Thursday, February 8, 2007

her game

this is the game i have been making, i think it is done now. you can make things or ruin them and slowly travel along the path of the river. if you make it across the board, then you have to figure out what to do- because then my job is done. you can be the mobile sky scraper, the sailboat, or the exploded.

Monday, February 5, 2007

the difference between a pond and a puddle



puddle. definition of waterbody here. adopt-a-waterbody (utah) here. Puddles are often considered a source of recreation by children, who consider jumping in puddles to be an "up-side" to rain.

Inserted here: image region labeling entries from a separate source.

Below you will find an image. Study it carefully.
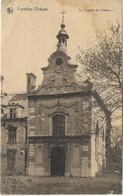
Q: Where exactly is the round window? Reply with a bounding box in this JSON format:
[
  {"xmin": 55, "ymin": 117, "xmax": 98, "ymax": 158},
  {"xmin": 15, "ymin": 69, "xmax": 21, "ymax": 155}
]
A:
[{"xmin": 56, "ymin": 57, "xmax": 63, "ymax": 65}]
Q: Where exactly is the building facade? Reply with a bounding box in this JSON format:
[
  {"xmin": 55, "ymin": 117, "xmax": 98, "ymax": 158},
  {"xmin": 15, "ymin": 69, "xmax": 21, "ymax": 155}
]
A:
[{"xmin": 2, "ymin": 17, "xmax": 106, "ymax": 177}]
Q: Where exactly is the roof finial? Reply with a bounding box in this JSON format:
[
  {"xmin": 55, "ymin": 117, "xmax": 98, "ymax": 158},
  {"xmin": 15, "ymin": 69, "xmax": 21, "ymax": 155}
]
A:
[{"xmin": 61, "ymin": 10, "xmax": 66, "ymax": 24}]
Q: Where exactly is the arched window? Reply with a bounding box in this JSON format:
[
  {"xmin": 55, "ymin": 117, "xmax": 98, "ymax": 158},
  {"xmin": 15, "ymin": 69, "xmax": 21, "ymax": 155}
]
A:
[{"xmin": 52, "ymin": 114, "xmax": 65, "ymax": 136}]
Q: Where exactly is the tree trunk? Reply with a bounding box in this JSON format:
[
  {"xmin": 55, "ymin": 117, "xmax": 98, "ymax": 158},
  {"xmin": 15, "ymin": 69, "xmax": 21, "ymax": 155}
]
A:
[{"xmin": 105, "ymin": 115, "xmax": 111, "ymax": 168}]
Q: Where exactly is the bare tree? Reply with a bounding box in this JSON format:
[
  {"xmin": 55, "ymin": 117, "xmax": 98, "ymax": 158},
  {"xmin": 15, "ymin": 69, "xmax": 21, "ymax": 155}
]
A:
[{"xmin": 76, "ymin": 24, "xmax": 122, "ymax": 113}]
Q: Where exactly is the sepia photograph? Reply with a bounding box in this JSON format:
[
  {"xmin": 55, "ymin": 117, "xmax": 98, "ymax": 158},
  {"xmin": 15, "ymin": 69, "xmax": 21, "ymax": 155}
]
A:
[{"xmin": 0, "ymin": 0, "xmax": 123, "ymax": 195}]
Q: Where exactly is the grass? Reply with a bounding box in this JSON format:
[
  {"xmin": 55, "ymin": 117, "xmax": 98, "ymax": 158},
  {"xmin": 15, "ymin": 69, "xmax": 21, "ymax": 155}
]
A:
[{"xmin": 1, "ymin": 175, "xmax": 122, "ymax": 194}]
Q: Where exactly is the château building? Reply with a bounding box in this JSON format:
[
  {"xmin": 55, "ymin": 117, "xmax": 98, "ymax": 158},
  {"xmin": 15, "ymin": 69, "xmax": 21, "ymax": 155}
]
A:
[{"xmin": 2, "ymin": 16, "xmax": 108, "ymax": 177}]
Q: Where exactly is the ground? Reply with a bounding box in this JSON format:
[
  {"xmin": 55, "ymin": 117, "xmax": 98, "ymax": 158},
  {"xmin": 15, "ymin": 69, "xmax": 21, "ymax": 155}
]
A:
[{"xmin": 1, "ymin": 175, "xmax": 122, "ymax": 194}]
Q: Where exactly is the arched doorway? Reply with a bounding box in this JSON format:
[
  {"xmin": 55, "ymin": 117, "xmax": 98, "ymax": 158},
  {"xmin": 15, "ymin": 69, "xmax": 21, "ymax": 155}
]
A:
[
  {"xmin": 52, "ymin": 114, "xmax": 65, "ymax": 136},
  {"xmin": 50, "ymin": 147, "xmax": 65, "ymax": 176}
]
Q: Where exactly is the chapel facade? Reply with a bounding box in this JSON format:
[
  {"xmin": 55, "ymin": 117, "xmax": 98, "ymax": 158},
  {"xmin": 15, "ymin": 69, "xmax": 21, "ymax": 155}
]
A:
[
  {"xmin": 1, "ymin": 16, "xmax": 108, "ymax": 177},
  {"xmin": 27, "ymin": 17, "xmax": 104, "ymax": 177}
]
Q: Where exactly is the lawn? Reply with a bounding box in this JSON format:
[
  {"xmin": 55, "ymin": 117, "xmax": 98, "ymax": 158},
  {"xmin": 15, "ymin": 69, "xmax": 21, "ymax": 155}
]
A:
[{"xmin": 1, "ymin": 175, "xmax": 122, "ymax": 194}]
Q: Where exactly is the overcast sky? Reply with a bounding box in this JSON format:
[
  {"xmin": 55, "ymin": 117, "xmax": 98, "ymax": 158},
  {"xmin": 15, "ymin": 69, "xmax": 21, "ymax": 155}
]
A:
[{"xmin": 2, "ymin": 0, "xmax": 121, "ymax": 93}]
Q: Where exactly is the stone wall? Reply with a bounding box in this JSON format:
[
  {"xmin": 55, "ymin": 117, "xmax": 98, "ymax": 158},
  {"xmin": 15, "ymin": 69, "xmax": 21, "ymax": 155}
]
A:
[
  {"xmin": 1, "ymin": 122, "xmax": 26, "ymax": 175},
  {"xmin": 28, "ymin": 96, "xmax": 91, "ymax": 136}
]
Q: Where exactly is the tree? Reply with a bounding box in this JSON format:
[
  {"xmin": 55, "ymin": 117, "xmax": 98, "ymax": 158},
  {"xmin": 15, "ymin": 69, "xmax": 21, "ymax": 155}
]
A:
[
  {"xmin": 77, "ymin": 24, "xmax": 122, "ymax": 112},
  {"xmin": 76, "ymin": 24, "xmax": 122, "ymax": 165}
]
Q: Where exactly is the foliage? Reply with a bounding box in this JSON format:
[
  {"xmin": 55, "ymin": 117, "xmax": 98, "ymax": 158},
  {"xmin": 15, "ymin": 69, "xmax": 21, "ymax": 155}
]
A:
[{"xmin": 77, "ymin": 24, "xmax": 122, "ymax": 113}]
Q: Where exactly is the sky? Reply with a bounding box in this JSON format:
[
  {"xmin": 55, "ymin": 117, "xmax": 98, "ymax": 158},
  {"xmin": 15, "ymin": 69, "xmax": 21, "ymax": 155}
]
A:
[{"xmin": 1, "ymin": 0, "xmax": 121, "ymax": 93}]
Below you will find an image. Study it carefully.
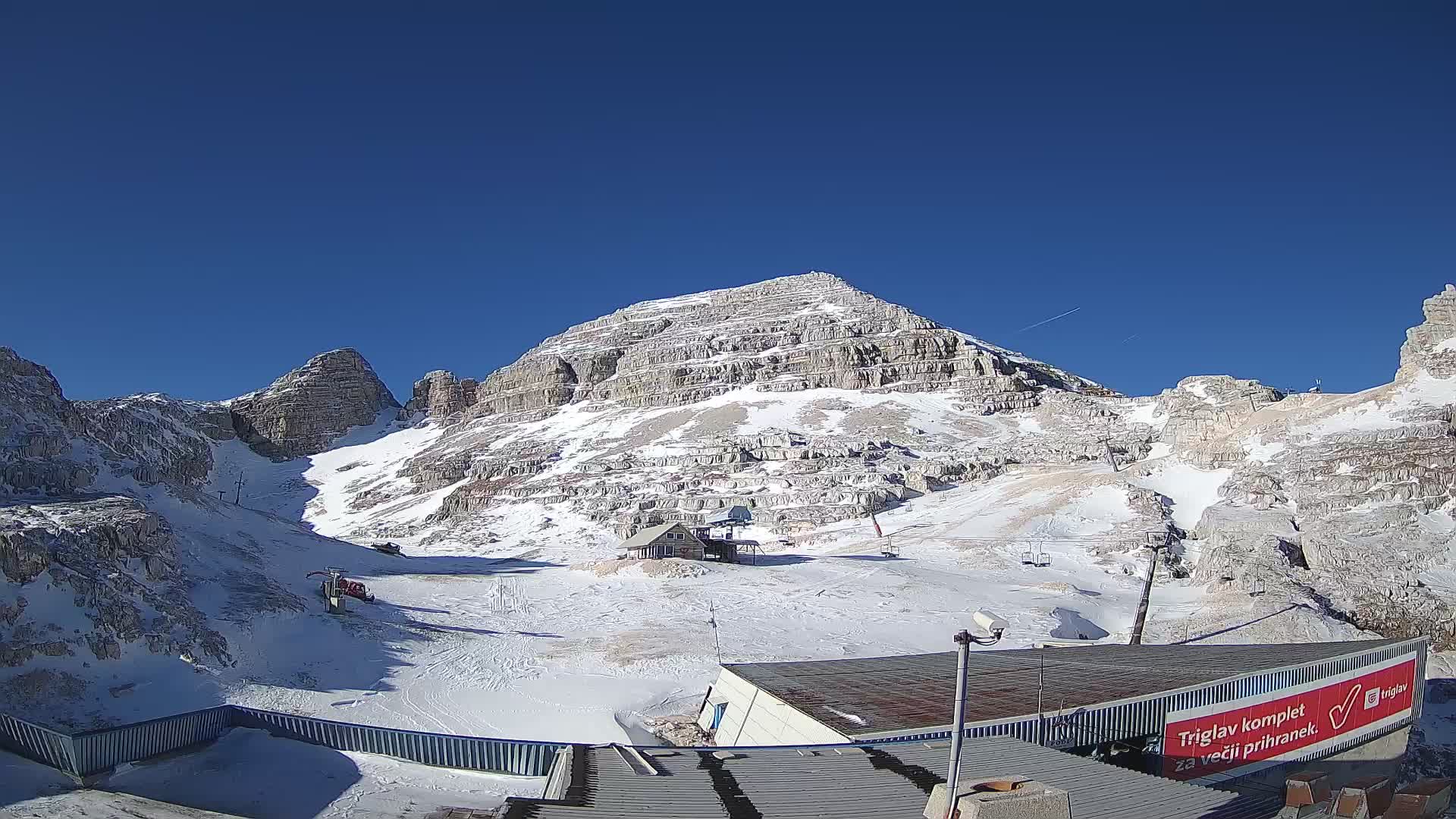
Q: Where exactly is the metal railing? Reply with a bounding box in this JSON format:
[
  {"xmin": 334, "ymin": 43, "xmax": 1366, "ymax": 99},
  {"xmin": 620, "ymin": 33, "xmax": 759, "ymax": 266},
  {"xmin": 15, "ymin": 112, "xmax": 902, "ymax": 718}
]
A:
[{"xmin": 0, "ymin": 705, "xmax": 566, "ymax": 778}]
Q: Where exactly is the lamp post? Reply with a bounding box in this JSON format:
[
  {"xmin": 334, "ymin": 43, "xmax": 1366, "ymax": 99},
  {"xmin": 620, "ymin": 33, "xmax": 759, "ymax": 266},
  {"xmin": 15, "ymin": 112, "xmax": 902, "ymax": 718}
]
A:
[{"xmin": 945, "ymin": 609, "xmax": 1006, "ymax": 819}]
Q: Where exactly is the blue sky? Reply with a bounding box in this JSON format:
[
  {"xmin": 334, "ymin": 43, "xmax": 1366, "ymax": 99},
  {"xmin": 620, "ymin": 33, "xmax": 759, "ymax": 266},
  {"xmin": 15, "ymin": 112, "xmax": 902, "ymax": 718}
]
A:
[{"xmin": 0, "ymin": 2, "xmax": 1456, "ymax": 400}]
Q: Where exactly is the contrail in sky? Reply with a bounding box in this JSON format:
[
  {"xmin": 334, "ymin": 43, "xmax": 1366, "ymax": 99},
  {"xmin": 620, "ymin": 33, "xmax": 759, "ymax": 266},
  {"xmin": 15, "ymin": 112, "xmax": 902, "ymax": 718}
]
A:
[{"xmin": 1016, "ymin": 307, "xmax": 1082, "ymax": 332}]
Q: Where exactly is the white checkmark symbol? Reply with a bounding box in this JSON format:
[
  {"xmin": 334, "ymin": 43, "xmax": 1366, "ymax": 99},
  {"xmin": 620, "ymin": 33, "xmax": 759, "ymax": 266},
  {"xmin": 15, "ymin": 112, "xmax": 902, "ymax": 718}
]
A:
[{"xmin": 1329, "ymin": 685, "xmax": 1360, "ymax": 730}]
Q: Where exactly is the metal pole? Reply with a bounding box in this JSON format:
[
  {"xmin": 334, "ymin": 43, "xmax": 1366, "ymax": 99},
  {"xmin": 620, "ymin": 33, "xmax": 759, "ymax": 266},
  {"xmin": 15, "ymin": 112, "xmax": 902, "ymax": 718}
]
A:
[
  {"xmin": 1127, "ymin": 545, "xmax": 1163, "ymax": 645},
  {"xmin": 945, "ymin": 631, "xmax": 971, "ymax": 819},
  {"xmin": 1037, "ymin": 647, "xmax": 1046, "ymax": 745}
]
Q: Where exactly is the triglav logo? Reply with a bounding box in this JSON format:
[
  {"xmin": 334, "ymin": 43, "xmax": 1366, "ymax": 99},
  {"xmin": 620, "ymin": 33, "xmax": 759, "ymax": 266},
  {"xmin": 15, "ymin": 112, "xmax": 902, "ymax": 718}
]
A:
[
  {"xmin": 1366, "ymin": 688, "xmax": 1380, "ymax": 711},
  {"xmin": 1329, "ymin": 685, "xmax": 1363, "ymax": 730}
]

Not just a puddle, not quite a pond.

A puddle is a spontaneous water body determined by a surface and a water source. It is mobile and adaptable. By preserving a puddle it becomes a contained
man made ground water resource, or a pond. A pond can be traversed by boats and can show its awareness of the night sky that floats above. A pond is an institutionalized puddle with restricted water flow. A puddle moves freely in all directions, unchanneled.

In Ayurveda, the doshic analysis of personality/body type places a person as a combination of universal elements of water, ether, air, earth, and fire. If you are a Kapha dosha, or combination of water and earth, to be successful the earth is in there to provide a natural structure for the water. A happy kapha supposedly will create their own natural structure to keep themselves from flowing in all directions. Channeling energy requires a substantial ability to create and maintain direction so not to seep into too many cracks at once.
A pond seems more dignified, and the puddle more pathetic. But, I like the underdogness of the puddle. Humility in a body of water is always good.

Friday, February 2, 2007

pumping out kitties

this cat is coco and she is about to squirt out some babies real quick like. we can safely blame the guy waiting outside our gate below.

back in the basement

cold as hell but less murky than i expected. cafe bustello comes to my rescue.
the first image is the pond/puddle and the billboard/sailboat is my first attempt at making a sky to float on the water. the rocks in the last picture are paper mache discarded brooklyn telephone books, which there are ever so many of. they make lovely rocks or spitballs or whatever you need them to be. anyway, things are back to normal. i haven't spent more than 25 minutes of waking life at home for a few weeks. i am also pretty excited about a book of public school bldg photos i have been unconsciously building. i got new photo paper and found a lame binder. perfect.